Para qualquer cinefilo um filme que fale sobre a história do cinema é um misto de emoção. De um lado sentimos uma certa sensação de nostalgia proporcionado pelas referências a obra que reconhecemos e situações que já estudamos. De outro – e aqui estou falando de mim particularmente – fico pensando muito nas escolhas que os autores e autoras fazem quando estão contando uma história deste tipo. O que eles deixaram de lado? Quais pessoas importantes para o cinema que não foram citadas? O que nesse filme deveria ter tido mais tempo, devido a sua importância? Enfim, são muitas as questões que rodeiam minha cabeça quando vejo um filme que retrata algum momento da história do cinema.
Existem também mais dois problemas que eu observo em filmes com o tema “história do cinema”: normalmente parece dar uma falsa sensação de que a história do cinema teve impacto somente de uma parte da indústria (na maioria dos casos a norte-americana), sendo todas as maiores invenções, experiências, quebras de paradigmas entre outros surgido lá e; o erro de ficar somente observando os eventos ali, se embebedando com as referências e não procurar analisar de que forma elas foram colocadas ali naquele filme e se funcionam.
“Babilônia”, novo filme de Damien Chazelle que antes fez dois filmes que eu tenho simpatia – “La La Land: Cantando Estações” e “Whiplash: Em Busca da Perfeição” -, tem como tema Hollywood e como alguns personagens ali sentiram as diversas mudanças que a arte vinha passando, sobretudo dos anos 20/30 com a implementação do som no cinema.
Vemos esses eventos acontecendo como se estivéssemos ali, junto com as personagens, no meio de suas turbulentas vidas. O foco nunca é a mudança da arte, sempre estamos observando uma situação e, no plano de fundo daquela história, vemos o desenrolar da evolução da linguagem. Por exemplo, em um momento de tensão entre as figuras centrais do filme acontece o lançamento do filme “O Cantor de Jazz” primeiro filme com a sincronização de som das falas dos personagens. Ou seja, vemos se desenrolar uma situação própria dos conflitos dos personagens do filme e, aquela situação se passa em um momento importante da história do cinema.
Esse talvez seja um dos grandes acertos de Chazelle, ele coloca as pessoas e as suas relações como pontos centrais na sua história, mesmo que esteja também acontecendo outras coisas importantes, as pessoas ainda assim são o elemento mais importante de tudo isso.
Mas o filme se perde em outros momentos. Ele é bem longo, tem cerca de três horas de duração, e como não utiliza as elipses de uma forma dinâmica me senti preso em alguns momentos e largado em outros.

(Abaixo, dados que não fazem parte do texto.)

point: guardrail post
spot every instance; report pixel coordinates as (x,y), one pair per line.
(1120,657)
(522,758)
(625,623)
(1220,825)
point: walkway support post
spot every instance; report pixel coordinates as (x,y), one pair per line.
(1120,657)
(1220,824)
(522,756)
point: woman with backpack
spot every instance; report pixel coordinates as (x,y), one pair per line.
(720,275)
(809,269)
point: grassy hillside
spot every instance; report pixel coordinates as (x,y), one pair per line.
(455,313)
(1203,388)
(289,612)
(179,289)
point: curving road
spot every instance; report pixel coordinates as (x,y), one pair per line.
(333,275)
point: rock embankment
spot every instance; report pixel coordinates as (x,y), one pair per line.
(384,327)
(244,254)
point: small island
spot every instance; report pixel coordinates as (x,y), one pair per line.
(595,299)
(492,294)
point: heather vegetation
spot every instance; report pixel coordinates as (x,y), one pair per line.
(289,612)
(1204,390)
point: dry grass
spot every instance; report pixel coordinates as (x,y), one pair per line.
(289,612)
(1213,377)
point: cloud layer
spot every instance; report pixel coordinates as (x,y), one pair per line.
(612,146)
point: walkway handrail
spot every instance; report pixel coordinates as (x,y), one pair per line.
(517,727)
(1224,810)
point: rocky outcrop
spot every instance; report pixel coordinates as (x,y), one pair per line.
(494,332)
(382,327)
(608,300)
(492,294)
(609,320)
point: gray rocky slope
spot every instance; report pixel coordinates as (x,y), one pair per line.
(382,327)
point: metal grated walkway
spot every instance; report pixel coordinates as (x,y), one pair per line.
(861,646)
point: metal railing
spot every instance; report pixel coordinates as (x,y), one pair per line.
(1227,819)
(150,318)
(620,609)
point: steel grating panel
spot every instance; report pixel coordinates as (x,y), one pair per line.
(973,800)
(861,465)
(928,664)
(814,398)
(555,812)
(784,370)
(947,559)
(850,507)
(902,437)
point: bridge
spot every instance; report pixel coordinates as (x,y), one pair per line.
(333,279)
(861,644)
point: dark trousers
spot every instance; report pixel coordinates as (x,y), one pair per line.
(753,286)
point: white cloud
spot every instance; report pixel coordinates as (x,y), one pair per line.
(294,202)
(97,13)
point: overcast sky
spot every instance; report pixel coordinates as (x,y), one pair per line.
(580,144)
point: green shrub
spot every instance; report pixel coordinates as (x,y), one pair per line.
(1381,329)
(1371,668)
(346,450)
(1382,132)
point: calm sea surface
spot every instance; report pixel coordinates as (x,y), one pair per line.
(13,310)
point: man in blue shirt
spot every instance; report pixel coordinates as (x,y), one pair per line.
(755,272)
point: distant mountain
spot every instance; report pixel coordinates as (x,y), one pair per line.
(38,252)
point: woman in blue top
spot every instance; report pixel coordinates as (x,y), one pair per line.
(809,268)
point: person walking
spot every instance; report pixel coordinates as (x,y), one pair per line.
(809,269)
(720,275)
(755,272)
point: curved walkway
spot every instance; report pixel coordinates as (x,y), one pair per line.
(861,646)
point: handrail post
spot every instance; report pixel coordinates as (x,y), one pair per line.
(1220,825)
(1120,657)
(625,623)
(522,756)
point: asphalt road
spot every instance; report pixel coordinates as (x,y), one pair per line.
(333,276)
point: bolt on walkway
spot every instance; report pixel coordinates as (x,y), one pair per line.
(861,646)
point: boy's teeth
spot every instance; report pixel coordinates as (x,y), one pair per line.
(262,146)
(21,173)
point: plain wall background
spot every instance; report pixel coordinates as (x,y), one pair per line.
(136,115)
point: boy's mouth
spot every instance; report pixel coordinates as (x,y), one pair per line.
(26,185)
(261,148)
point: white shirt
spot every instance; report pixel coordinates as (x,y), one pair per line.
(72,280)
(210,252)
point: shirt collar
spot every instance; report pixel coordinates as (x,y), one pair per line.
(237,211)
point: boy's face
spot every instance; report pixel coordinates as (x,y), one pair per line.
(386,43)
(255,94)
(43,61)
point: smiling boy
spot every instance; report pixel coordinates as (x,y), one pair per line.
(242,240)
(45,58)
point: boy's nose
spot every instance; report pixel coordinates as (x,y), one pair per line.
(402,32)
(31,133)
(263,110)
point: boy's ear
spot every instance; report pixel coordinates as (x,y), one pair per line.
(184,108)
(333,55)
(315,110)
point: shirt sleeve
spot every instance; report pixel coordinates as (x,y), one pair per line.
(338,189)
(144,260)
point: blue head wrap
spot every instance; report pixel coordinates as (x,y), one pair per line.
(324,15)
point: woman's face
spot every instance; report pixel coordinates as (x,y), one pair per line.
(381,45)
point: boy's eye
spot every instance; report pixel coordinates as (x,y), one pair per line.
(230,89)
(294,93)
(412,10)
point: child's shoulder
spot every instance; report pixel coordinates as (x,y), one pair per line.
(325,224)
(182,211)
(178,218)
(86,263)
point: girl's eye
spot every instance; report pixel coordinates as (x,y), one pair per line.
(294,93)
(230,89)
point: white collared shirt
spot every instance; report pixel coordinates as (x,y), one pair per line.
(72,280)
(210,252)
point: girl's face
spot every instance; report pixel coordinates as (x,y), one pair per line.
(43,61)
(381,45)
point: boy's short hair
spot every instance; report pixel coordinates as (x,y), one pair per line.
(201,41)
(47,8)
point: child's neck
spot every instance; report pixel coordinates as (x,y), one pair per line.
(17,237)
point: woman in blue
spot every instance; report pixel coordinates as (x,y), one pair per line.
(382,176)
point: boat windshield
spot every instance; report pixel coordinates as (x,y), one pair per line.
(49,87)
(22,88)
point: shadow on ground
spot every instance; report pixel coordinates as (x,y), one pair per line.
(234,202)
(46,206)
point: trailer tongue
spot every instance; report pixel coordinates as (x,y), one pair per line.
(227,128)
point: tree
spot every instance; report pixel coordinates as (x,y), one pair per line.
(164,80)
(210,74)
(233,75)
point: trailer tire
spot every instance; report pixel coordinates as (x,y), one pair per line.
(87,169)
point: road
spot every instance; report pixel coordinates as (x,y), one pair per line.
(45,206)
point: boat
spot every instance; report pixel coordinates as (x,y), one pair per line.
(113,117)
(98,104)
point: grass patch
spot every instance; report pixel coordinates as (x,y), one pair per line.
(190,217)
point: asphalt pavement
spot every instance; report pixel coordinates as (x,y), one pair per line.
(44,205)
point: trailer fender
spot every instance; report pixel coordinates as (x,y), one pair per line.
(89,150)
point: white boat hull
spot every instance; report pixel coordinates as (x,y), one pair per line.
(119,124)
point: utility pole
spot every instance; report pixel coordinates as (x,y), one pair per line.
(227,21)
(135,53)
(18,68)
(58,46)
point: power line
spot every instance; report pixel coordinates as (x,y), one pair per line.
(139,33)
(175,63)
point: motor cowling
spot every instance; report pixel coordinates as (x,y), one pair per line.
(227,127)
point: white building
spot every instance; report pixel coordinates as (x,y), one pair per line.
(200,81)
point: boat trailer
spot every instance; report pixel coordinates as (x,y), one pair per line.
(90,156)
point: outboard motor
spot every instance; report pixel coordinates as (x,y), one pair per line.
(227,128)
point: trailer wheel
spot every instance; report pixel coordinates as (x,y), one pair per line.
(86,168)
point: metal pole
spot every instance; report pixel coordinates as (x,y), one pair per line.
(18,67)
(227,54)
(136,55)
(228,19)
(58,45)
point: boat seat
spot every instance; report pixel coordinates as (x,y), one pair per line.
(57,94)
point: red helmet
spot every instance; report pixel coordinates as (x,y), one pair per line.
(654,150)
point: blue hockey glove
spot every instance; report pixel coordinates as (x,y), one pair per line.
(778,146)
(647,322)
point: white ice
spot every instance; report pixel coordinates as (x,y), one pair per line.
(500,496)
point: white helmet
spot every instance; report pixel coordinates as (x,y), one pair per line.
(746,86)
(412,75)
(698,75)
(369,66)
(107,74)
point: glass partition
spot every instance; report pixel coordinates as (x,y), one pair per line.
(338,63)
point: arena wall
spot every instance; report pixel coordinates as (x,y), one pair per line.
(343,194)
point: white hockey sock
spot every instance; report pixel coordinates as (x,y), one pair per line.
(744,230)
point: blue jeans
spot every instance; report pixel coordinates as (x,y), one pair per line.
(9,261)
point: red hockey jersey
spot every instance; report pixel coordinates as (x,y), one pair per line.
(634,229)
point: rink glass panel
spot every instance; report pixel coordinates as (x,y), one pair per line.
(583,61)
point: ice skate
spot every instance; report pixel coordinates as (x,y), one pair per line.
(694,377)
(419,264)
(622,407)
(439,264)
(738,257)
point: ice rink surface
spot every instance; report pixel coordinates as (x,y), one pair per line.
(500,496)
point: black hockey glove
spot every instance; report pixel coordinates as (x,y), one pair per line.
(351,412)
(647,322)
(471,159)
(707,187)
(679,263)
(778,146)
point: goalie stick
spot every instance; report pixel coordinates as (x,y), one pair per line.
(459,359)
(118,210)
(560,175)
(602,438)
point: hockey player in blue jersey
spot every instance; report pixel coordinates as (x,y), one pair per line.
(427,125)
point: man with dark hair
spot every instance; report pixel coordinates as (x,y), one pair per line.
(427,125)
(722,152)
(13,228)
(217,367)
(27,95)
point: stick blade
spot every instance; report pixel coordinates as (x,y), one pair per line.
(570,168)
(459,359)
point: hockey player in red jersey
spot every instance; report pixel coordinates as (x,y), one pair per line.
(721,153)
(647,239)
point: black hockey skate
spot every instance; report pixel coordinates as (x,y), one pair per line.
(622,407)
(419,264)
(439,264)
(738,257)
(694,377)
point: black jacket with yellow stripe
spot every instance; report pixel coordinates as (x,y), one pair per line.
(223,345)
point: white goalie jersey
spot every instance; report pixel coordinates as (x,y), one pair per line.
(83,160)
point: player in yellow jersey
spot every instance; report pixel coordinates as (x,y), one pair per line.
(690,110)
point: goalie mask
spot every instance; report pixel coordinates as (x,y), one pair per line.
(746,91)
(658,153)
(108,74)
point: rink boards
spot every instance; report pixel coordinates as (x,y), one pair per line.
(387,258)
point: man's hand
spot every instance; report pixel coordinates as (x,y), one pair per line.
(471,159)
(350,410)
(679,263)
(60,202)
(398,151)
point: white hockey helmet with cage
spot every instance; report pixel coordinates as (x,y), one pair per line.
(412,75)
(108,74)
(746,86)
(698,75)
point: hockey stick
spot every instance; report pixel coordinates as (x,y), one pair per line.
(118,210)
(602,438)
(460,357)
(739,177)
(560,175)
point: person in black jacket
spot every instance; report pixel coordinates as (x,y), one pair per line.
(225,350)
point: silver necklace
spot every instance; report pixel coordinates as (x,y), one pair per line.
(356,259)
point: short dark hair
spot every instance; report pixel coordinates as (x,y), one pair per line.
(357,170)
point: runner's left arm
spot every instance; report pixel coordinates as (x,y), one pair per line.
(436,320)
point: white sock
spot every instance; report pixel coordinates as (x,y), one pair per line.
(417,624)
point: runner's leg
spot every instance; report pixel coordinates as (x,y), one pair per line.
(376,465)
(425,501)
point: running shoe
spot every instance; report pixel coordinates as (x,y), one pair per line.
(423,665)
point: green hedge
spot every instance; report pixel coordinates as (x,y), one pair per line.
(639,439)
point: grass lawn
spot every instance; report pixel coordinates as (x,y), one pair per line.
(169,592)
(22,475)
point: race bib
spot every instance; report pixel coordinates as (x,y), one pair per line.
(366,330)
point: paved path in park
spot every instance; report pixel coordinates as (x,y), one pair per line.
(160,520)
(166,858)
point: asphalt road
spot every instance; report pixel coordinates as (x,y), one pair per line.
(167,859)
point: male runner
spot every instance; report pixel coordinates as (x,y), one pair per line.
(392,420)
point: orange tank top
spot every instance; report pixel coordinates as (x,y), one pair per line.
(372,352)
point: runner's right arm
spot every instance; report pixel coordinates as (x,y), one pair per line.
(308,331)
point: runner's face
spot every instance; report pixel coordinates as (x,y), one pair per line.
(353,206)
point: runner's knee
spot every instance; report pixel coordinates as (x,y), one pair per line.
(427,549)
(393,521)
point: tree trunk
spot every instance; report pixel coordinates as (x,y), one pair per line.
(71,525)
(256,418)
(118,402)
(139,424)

Me parece que ele privilegiou e prolongou o tempo de situações que não eram tão relevantes assim para a história, enquanto corre e corta outras que poderiam contribuir para desenvolver ainda mais aquelas pessoas que estamos acompanhando. Uma das escolhas mais equivocadas do filme é quando ele mostra o vício de Nellie LaRoy (Margot Robbie) com apostas, há uma citação que logo já pula pra consequência. Não existe um desenvolvimento, só existe a uma menção e a consequência daqueles atos, mesmo que aquilo envolva personagens extremamente interessantes.
Inclusive, o filme inteiro tem personagens que todos queríamos saber mais – e talvez essa seja a vontade do diretor, de nos fazer querer mais e mais de quem estamos vendo -, só que as relações simplesmente não são desenvolvidas. Elas estão ali, ficam por um tempo e depois vão embora. Até mesmo um dos personagens mais interessantes e teoricamente importantes para a história, como Sidney Palmer (Jovan Adepo), não tem o tratamento que merece no filme, deixando um enorme incômodo, pois ali havia diversas discussões que poderiam ter sido levantadas, inclusive sobre as contribuições de pessoas não brancas no cinema, e simplesmente foi deixado de lado.
O filme se chama “Babilônia” para demonstrar o quanto de “degeneração moral” existia naquela sociedade e naquele período. Mas não há discussões sobre isso, o que leva aquelas pessoas a se comportarem daquela forma? De que forma isso influência na vida daquelas personagens? O que aquela degeneração tem haver com o cinema? Não há nada, simplesmente está ali por estar. Colegas da crítica falaram sobre o excesso, de que esse filme se utiliza do excesso em tudo que se propõe. Mas na verdade o filme erra mais na falta do que no que excede. Aliás, o excesso pode ser uma forma do cinema muito bem utilizada – os cineastas de horror sabem muito bem fazer isso -, o que infelizmente não é o caso do filme e nem da direção de Damien Chazelle, uma pena.